De hemelse bruid hoorde deze woorden met een nederig hart en toch ook met een waardige ernst en zij anwoordde de heilige Jozef:

“Mijn meester, het is een geluk voor mij, dat de Allerhoogste mij in deze levensstaat plaatste met u als echtgenoot, dat Hij mij zeer duidelijk zijn heilige wil heeft doen kennen en dat ik u mag dienen. Maar indien gij mij dit toestaat, zou ik gaarne over mijn gedachten en intenties spreken, welke ik u tot het zojuist genoemde doel zou willen mededelen”.

De Allerhoogste had het ernstige en oprechte hart van de heilige Jozef met zijn genade voorbereid en dit werd nu opnieuw door de woorden van de allerheiligste Maria met goddelijke liefde ontvlamd. Hij antwoordde haar en sprak:

“spreek, vrouwe, uw dienaar luistert”.

Bij deze gelegenheid was de meesteres der wereld omringd door haar lijfwacht in zichtbare vorm. Zij had de engelen gevraagd op deze wijze aanwezig te zijn, omdat de Heer, wensend dat zij met groter genade en verdienste zou kunnen optreden, haar verlof had gegeven het gevoel van achting en eerbied, waarmede zij tot haar echtgenoot moest spreken, te ondergaan en haar aan haar natuurlijke verlegenheid en vrees, welke zij voelde, toen zij tot een man moest spreken, had overgelaten. Want dit had zij nooit gedaan, behoudens een enkele keer met de hogepriester.

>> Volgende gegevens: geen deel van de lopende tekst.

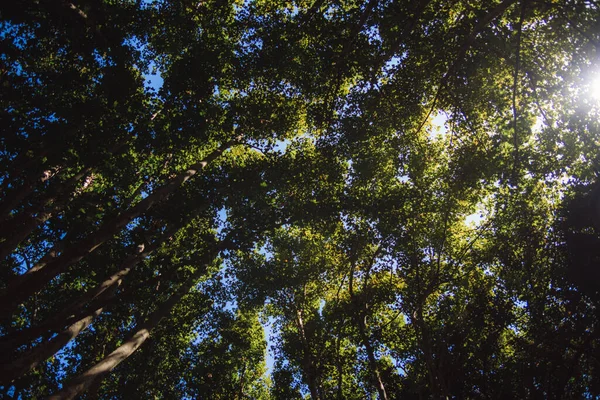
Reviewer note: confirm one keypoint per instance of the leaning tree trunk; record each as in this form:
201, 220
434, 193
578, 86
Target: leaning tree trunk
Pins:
12, 370
11, 342
359, 315
84, 381
23, 286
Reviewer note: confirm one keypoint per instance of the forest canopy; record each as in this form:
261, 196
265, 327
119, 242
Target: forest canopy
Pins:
309, 199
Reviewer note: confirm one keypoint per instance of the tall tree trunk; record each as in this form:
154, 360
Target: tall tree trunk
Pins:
11, 342
17, 368
360, 317
362, 326
26, 285
16, 229
307, 361
80, 384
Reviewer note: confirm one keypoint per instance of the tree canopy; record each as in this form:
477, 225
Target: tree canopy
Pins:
324, 199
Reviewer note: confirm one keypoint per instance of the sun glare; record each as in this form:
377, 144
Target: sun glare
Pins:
595, 88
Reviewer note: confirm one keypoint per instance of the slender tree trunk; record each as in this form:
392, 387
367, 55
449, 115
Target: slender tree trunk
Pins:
360, 316
15, 369
23, 286
371, 357
83, 382
307, 362
11, 342
15, 230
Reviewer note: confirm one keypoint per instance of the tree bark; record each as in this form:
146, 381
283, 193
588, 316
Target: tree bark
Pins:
360, 315
23, 286
80, 384
15, 369
307, 362
10, 343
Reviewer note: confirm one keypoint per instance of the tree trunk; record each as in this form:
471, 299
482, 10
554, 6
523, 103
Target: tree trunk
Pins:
80, 384
359, 316
15, 369
11, 342
307, 362
23, 286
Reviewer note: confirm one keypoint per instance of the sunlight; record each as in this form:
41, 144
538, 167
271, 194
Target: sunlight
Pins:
595, 88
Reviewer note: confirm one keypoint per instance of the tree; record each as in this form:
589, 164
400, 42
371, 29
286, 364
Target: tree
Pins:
404, 189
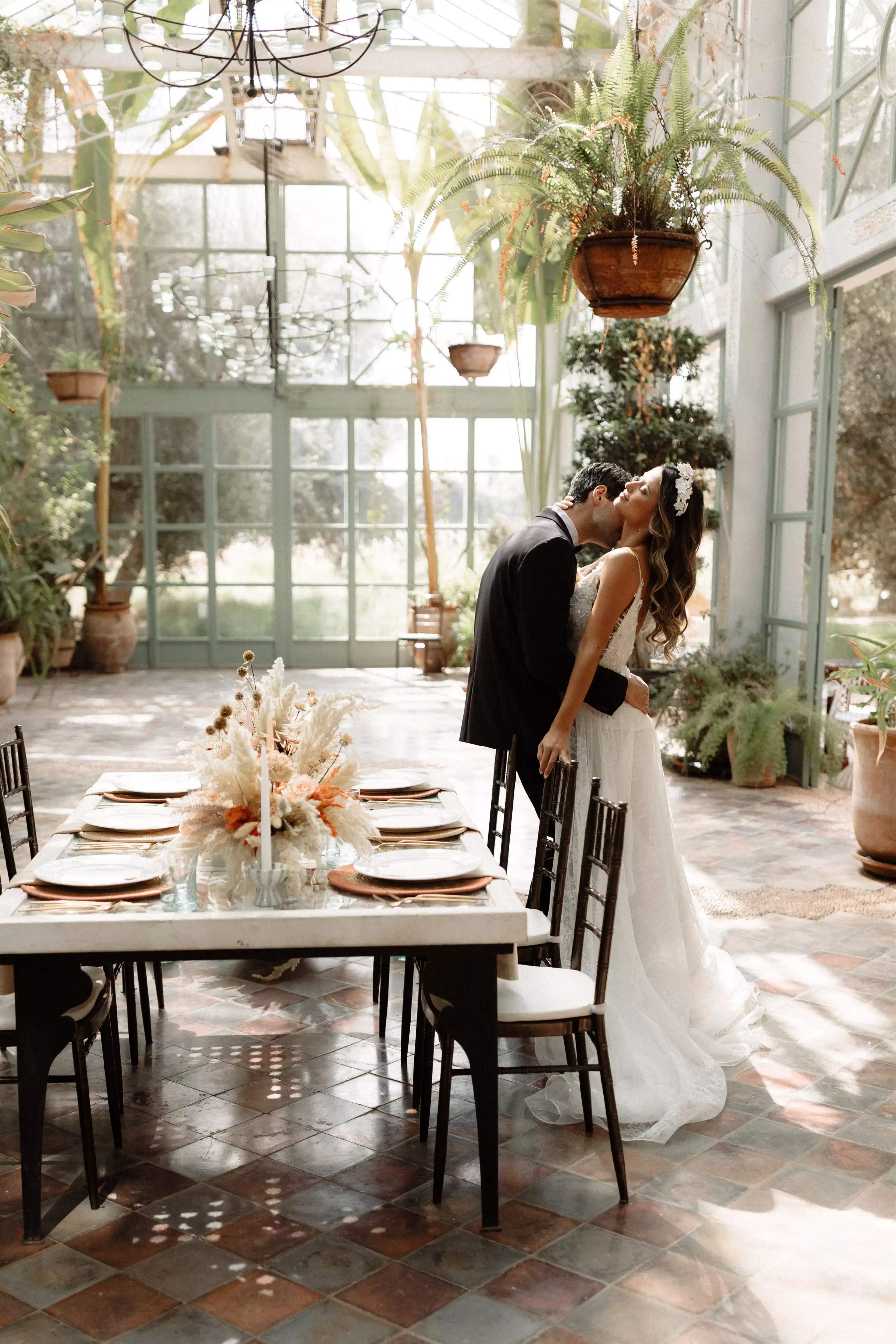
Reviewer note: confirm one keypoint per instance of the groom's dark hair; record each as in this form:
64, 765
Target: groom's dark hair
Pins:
594, 475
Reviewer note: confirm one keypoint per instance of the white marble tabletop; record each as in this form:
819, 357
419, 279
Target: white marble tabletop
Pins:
338, 921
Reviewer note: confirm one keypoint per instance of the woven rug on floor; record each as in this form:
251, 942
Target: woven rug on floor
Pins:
879, 902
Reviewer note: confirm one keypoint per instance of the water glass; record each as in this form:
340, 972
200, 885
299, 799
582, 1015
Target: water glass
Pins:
183, 857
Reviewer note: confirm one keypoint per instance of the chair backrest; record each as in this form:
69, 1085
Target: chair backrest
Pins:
503, 780
14, 783
555, 832
602, 850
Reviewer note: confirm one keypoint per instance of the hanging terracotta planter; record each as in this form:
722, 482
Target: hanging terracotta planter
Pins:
473, 361
605, 272
77, 386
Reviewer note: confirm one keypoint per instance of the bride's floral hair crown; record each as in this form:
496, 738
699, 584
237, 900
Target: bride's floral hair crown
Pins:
684, 487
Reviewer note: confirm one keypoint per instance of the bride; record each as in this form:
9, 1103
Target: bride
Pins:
678, 1007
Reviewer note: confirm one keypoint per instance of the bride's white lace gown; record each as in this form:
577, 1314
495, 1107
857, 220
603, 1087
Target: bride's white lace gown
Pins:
678, 1007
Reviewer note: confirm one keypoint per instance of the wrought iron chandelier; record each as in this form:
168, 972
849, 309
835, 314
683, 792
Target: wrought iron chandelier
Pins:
259, 340
254, 37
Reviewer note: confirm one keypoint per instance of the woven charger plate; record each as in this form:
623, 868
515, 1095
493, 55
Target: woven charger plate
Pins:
346, 880
144, 892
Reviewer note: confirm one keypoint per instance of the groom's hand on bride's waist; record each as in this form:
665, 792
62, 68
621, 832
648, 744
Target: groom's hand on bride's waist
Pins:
639, 694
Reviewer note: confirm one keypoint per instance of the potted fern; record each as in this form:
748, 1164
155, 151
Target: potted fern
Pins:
78, 377
616, 191
875, 760
752, 721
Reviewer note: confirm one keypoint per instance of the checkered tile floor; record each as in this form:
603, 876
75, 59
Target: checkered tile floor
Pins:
272, 1185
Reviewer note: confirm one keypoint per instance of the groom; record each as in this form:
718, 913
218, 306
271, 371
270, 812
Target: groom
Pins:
522, 663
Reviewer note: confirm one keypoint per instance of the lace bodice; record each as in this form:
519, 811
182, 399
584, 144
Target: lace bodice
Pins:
619, 651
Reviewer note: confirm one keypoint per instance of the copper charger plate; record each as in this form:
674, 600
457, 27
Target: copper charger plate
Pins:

De heilige engelen   gehoorzaamden aan hun koninging en omringden haar zichtbaar voor haar alleen. In dit schitterend gezelschap sprak zij tot  haar bruidegom, de heilige Jozef en zeide:

“Mijn heer en echtgenoot, het is juist, dat wij lof en eer -onder alle achting- bewijzen aan onze God en Schepper, die oneindig is in zijn barmhartigheid en onbegrijpelijk in zijn beslissingen. Aan ons, die zo behoeftig zijn, heeft Hij zijn grootheid en barmhartigheid getoond, door ons uit te kiezen voor zijn dienst. Ik erken, dat ik, onder alle schepselen, meer verplichtingen tegenover Hem heb dan alle anderen en meer dan allen tezamen tegenover Hem hebben, want, ofschoon ik minder verdiende, heb ik uit zijn vrijgevige hand méér verkregen dan zij. Op zeer jeugdige leeftijd, daartoe gedwongen door de kracht van deze waarheid, welke Hij mij tegelijk met de bedrieglijkheid van de zichtbare dingen door zijn goddelijk Licht liet inzien, wijdde ik mijzelf aan God toe door een eeuwige gelofte van zuiverheid van lichaam en ziel; Hem behoor ik toe en ik erken Hem als mijn Bruigedom en Heer, onder het vaste besluit mijn zuiverheid voor Hem te bewaren. Ik smeek u, mijn heer en meester, mij te willen helpen om deze gelofte te volbrengen, terwijl ik in alle andere dingen uw dienares wil zijn, bereid om u troost te zijn in uw leven, zolang met mijne zal duren. Geef mij hierin toe, o mijn bruidegom en besluit ook zelf deze gelofte af te leggen, opdat Hij ons, nadat wij onszelf als een aanvaardbaar offer hebben aangeboden aan onze eeuwige God, moge ontvangen en ons de eeuwige goederen, waarop wij hopen, moge schenken in de geur zijner lieflijkheid”.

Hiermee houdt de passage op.